At the risk of teaching Granny to suck eggs ......
ref :- " All quiet on the risky front " , Buttonwood in The Economist, Finance and Economics
Apologies for using a fine old English expression in case it should provoke some unsettling mental images for some readers. You don't hear it much these days so for those unacquainted with the phrase it simply means to attempt to instruct someone on a topic that they already know well ....news that may come as a bit of a relief. Apologies too then if this brief look at volatility is just old hat to you, and pretty simple hat at that. But after we'd mentioned the Volatility Index, or VIX, a couple of times last week, it was suggested that some basic background might be helpful for those new to markets ..... and as if on command, by happy coincidence this article appeared in the current issue of the Economist.
Actually, it's no coincidence at all ...... levels of volatility have been front and centre of investors' attention since a remarkably quiet period in stock markets in particular climaxed (wrong word, surely ?) with the VIX dropping below 10 to record its lowest reading since 1993. The concern with extremely low measures of volatility is that they might reflect investors becoming dangerously complacent, and therefore vulnerable to a sharp counter-reaction. The last two occasions that the VIX fell below 10 were in 1993, just before the bond market got hammered, and briefly in 2007 just ahead of the early stages of the credit crisis..... and we all know what happened then.
A spike in the VIX above 15 on Wednesday as US stocks had their worst day since September caused some anxiety as US politics unsettled investors. By way of perspective, a VIX of 15 is still some way below the long-term average and it has fallen back a little since, so fears of some major and immediate correction look misplaced right now. Then again, cynics might argue that the prime factor in markets calming down again is that they've managed to send Mr Trump out of town on a world tour for a while.
Anyway, some ABCs about the VIX .....
The VIX, traded on the Chicago Board Options Exchange (CBOE), is a measure of the implied volatility of options on the S&P 500 stock index. Its value relates to the cost of insuring against movements in the price of that stock index through the options market.
An option gives the buyer the right, but importantly NOT the obligation, to buy (if it's a CALL option) or to sell (if it's a PUT option) an asset at a given price , and by a given date. Like anyone else purchasing insurance, the buyer of an option pays a premium to the seller.

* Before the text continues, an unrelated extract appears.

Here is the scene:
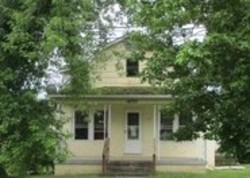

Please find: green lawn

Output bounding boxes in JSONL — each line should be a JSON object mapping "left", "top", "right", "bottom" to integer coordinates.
{"left": 32, "top": 167, "right": 250, "bottom": 178}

Like any true market, the price of the premium to be paid reflects supply and demand, but there are some very basic truths to remember. If the market price of the asset in question is $10 say, and the exercise price (the given price we just mentioned) is $5, then the price of the option must be at least $5. Also, the further forward the given date, all other things being equal the higher the price of the option -- the longer the time period, the greater the chance of the price of the asset moving enough to make exercising the option worthwhile.
Another hugely important element in the pricing of an option is volatility. As the Economist points out, if an asset is doubling and halving in price every other day, then an option on the asset is much more likely to be exercised than if its price barely moves. We cannot know what future volatility will be, but if enough investors are keen enough to insure against wild price movements, then the price of the option premiums will rise. This "implied volatility" is the number represented by the VIX.
Unsurprisingly, the level of implied volatility is heavily influenced by recent historical (or "realised") volatility. If the price of an asset has been flat calm for an extended spell, investors will be less willing to pay up for insurance against price swings -- thus implied volatility will be low.. This of course is what we've seen of late : the S&P 500 had moved less than 0.2% in 10 out of 11 trading days earlier this month. These numbers can give a misleading impression sometimes but that makes it the least volatile period for 90 years.
Traders will find a way to trade just about anything, and volatility is no exception. You can buy or sell the VIX for profit (or loss) in the futures market for example, or via an exchange-traded fund (ETF). The Economist draws our attention to a couple of wrinkles that we might want to be aware of if we trade volatility : firstly, investors are keener to buy protection against a big crash for example than they are to do the same against a small dip. This means that the implied volatility of options protecting against a large move is generally much higher than those with a strike price nearer the current market price.
Secondly, implied volatility tends to be higher than realised volatility so selling (or writing) options can be a profitable business -- let's say that the seller takes in a lot of cash in option premiums, the market is quieter than than the buyers feared so many of those options are not exercised. Consequently the seller's downside exposure is less than his income. The danger with that is what happens when there's a big spike in volatility ? The buyers will exercise their options leaving the option seller exposed to large losses.
It was just such a scenario that some were contemplating last week ..... prematurely, it seems. But it's difficult to put your finger on how the markets have remained so stable against a background of Fed tightening and a series of political events that have been little short of chaotic. Perhaps the thinking is that political problems are transitory but the good news about the global economy and corporate earning is here to stay. If that turns out be case, then investors will continue to pay out premiums to option sellers for insurance protection that will expire worthless. But if volatility does really spike, those option sellers will be scrambling for protection of their own and few are likely to get it before incurring some hefty losses.